Updated

The 2016 presidential contenders are begging their Iowa supporters to get to the caucuses Monday and Donald Trump, true to form, is in-your-face about it.

"You're from Iowa," Trump told a Dubuque crowd Saturday. "Are you afraid of snow?"

A snowfall forecast to start Monday night appeared more likely to hinder the hopefuls in their rush out of Iowa than the voters who will be flocking to the caucuses in the first contest of the presidential campaign.

Still, there was every reason for candidates to be urgent about turnout in tight races on both sides.

Democrat Bernie Sanders called it a tossup with Hillary Clinton and said every caucus-goer counts.

Republican Ted Cruz directed much of his final advertising against Marco Rubio as the senators' feud grows even more bitter in the final days.

Texan Cruz, considered Trump's chief rival in Iowa, took to the airwaves to challenge the conservative credentials of Rubio, the Floridian who's running third in Iowa, according to the polls.

One ad said of Rubio: "Tax hikes. Amnesty. The Republican Obama."

"The desperation kicks in," Rubio said in response. "From my experience, when people start attacking you it's because you're doing something right."

Iowa offers only a small contingent of the delegates who will determine the nominees, but the game of expectations counts for far more than the electoral math in the state. Campaigns worked aggressively to set those expectations in their favor (meaning, lower them) for Iowa, next-up New Hampshire and beyond.

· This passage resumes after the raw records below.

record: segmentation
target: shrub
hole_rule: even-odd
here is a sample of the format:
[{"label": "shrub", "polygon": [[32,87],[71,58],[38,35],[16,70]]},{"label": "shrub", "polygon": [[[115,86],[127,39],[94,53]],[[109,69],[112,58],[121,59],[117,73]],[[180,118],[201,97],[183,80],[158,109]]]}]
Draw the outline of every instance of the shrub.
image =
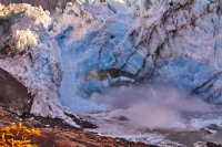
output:
[{"label": "shrub", "polygon": [[12,125],[0,128],[0,146],[1,147],[38,147],[31,143],[30,137],[34,135],[41,135],[38,129],[30,129],[19,125]]}]

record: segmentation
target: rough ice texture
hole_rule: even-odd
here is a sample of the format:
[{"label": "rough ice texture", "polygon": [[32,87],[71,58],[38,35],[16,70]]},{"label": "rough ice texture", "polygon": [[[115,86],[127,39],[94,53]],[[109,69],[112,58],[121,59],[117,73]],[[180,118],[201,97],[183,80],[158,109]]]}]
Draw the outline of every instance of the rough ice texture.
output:
[{"label": "rough ice texture", "polygon": [[[81,97],[142,82],[222,102],[221,1],[151,0],[141,17],[138,3],[130,2],[68,3],[54,18],[29,4],[0,6],[1,15],[22,12],[11,25],[17,33],[6,38],[9,50],[19,52],[3,52],[0,67],[30,90],[32,113],[63,117],[61,102],[72,109],[97,107]],[[18,32],[29,39],[14,45]]]},{"label": "rough ice texture", "polygon": [[0,4],[0,15],[10,20],[4,24],[10,25],[7,34],[1,36],[0,67],[28,87],[33,97],[31,113],[60,117],[75,125],[64,115],[59,101],[60,50],[48,31],[52,23],[49,12],[30,4]]},{"label": "rough ice texture", "polygon": [[112,56],[108,50],[99,52],[99,67],[91,69],[91,77],[115,69],[135,83],[170,83],[221,103],[221,7],[219,0],[150,1]]}]

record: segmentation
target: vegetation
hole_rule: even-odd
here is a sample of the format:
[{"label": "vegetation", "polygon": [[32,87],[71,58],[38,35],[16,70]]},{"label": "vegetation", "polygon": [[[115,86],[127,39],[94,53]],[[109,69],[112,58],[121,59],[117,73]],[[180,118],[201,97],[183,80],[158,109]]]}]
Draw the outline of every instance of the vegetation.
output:
[{"label": "vegetation", "polygon": [[38,129],[29,129],[20,123],[0,128],[0,135],[1,147],[38,147],[31,143],[30,137],[41,133]]}]

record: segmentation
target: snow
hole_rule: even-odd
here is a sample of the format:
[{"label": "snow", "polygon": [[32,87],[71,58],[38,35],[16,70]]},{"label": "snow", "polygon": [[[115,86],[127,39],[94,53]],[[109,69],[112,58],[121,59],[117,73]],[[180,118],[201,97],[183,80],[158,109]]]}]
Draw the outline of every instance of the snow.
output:
[{"label": "snow", "polygon": [[92,97],[117,85],[164,83],[221,103],[220,4],[151,0],[139,8],[137,0],[95,0],[58,7],[53,14],[0,4],[0,17],[12,20],[0,67],[29,88],[33,114],[70,123],[65,111],[107,111]]}]

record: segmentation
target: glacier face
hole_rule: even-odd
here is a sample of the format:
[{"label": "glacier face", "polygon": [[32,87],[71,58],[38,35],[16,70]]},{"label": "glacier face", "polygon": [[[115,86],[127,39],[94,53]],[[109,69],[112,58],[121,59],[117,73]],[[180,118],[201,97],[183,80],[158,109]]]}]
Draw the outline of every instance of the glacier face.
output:
[{"label": "glacier face", "polygon": [[12,38],[1,39],[11,46],[0,52],[0,67],[30,90],[32,113],[42,116],[69,119],[61,103],[75,112],[104,109],[89,99],[92,93],[144,82],[221,103],[221,7],[150,0],[140,12],[137,1],[108,0],[68,3],[51,17],[29,4],[1,6],[1,17],[22,15],[10,25]]}]

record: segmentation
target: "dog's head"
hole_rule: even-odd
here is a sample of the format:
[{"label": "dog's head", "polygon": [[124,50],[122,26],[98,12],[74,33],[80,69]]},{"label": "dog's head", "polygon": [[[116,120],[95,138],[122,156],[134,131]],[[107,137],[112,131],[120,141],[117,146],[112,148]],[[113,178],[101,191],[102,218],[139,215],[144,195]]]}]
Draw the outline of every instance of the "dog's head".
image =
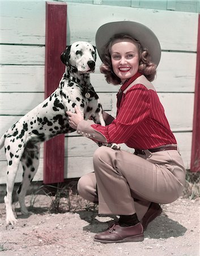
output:
[{"label": "dog's head", "polygon": [[92,73],[95,69],[96,48],[90,43],[76,42],[67,47],[61,59],[74,72]]}]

Rubio strategist Todd Harris said the Iowa goal is to end up behind the flamboyant Trump and the highly organized Cruz.

"There's no question we are feeling some wind at our back," Harris told The Associated Press. But, he added, "It's very hard to compete with the greatest show on earth and the greatest ground game in Iowa history."

In the last major preference poll before the caucuses, Trump had the support of 28 percent of likely Republican caucus-goers, with Cruz at 23 percent and Rubio at 15 percent. The Iowa Poll, published by The Des Moines Register and Bloomberg, also found Clinton with 45 percent support to Sanders' 42 percent in the Democratic race. The poll was taken Tuesday to Friday and has a margin of error of plus or minus 4 percentage points.

"I don't have to win it," Trump told CBS' "Face the Nation," before adding that he believes he has "a good chance" of victory.

He said he was confident of taking the New Hampshire primary on Feb. 9, and many others down the road. "One of the reasons that I'll win and, I think, none of the other guys will win is because I'm going to get states that they'll never get." Trump cited Pennsylvania, Ohio, Michigan, Florida, along with strong hopes for New York and Virginia.

Cruz's campaign was challenged by Iowa Secretary of State Paul Pate over a mailer sent to potential voters that seemed designed to look like an official notice warning recipients about "low expected voter turnout in your area." The mailer refers to a "voting violation" and grades the recipient's voting history and that of several neighbors, citing public records.

Pate said Cruz's campaign "misrepresents Iowa election law." There's "no such thing as an election violation related to frequency of voting," he said, and insinuating otherwise is "not in keeping in the spirit of the Iowa caucuses."

Cruz brushed off the fuss. "I will apologize to nobody for using every tool we can to encourage Iowa voters to come out and vote," he said.